O Lord, the woman who had fallen into many sins, sensing Your Divinity, takes upon herself the duty of a myrrh-bearer. With lamentations she brings you myrrh in anticipation of your entombment. "Woe to me!" she cries, "for me night has become a frenzy of licentiousness, a dark and moonless love of sin. Receive the fountain of my tears, O You who gather into clouds the waters of the sea. Incline unto me, unto the sighings of my heart, O You who bowed the heavens by your ineffable condescension. I will wash your immaculate feet with kisses and dry them again with the tresses of my hair; those very feet at whose sound Eve hid herself in fear when she heard You walking in Paradise in the twilight of the day. As for the multitude of my sins and the depths of Your judgments, who can search them out, O Savior of souls, my Savior? Do not disdain me Your handmaiden, O You who are boundless in mercy.

Where Byzantine music is used, the composition expresses the poetry so strongly that it often leaves many people in a state of prayerful tears. The Hymn can last upwards of 25 minutes and is liturgically and musically a highpoint of the entire year.

At vespers, to which may be joined the celebration of the Presanctified Liturgy, and which, strictly speaking, is the liturgical beginning of Holy Thursday, many of the hymns sung at matins are repeated. The readings tell of Moses' killing of the Egyptian and Job refusing to curse God despite his misfortunes. The Gospel tells the stories of the sinful woman and Judas' betrayal.

In Greece (and some other places the custom has spread to) all members of the church receive Holy Unction on Wednesday evening.

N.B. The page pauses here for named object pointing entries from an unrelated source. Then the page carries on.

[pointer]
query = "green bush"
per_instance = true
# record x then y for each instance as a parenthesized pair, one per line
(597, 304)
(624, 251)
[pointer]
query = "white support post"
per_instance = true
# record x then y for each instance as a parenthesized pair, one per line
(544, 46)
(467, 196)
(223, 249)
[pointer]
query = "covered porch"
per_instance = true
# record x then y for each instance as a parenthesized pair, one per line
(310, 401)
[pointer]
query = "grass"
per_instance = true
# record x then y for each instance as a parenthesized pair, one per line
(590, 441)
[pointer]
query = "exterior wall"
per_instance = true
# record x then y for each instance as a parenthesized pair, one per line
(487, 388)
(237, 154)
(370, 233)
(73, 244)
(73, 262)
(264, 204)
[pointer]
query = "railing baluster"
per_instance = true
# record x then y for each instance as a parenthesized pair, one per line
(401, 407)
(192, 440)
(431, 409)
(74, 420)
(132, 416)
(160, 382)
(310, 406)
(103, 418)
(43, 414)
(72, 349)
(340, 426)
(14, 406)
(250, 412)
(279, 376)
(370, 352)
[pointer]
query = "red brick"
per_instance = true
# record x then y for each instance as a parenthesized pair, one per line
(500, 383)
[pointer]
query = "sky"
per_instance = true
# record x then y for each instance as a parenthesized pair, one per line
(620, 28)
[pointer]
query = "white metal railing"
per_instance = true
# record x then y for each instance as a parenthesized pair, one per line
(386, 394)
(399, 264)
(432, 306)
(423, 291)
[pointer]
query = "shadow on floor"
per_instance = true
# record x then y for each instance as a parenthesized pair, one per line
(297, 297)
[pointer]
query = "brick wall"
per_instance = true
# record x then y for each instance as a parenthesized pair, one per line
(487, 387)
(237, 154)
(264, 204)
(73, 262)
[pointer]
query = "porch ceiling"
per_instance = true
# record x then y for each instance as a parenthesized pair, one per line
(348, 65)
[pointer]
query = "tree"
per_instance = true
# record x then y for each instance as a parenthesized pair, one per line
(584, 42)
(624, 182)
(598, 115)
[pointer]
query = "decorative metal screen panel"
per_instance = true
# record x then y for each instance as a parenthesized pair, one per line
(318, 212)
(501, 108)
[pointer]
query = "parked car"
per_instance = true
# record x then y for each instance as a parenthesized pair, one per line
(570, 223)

It is on account of the agreement made by Judas to betray Jesus on this day that Orthodox Christians fast on Wednesdays (as well as Fridays) throughout the year.

== Customs ==

- Czech Republic: the day is traditionally called Ugly Wednesday, Soot-Sweeping Wednesday or Black Wednesday, because chimneys used to be swept on this day, to be clean for Easter.
- Indonesia: in Larantuka, East Flores, this day is known as Rabu Trewa (Rowdy Wednesday). People go around the town while dragging zinc plates along the paved streets. They strike the plates repeatedly while shouting "Trewa!" to commemorate the arrest of Jesus and the start of Easter Triduum.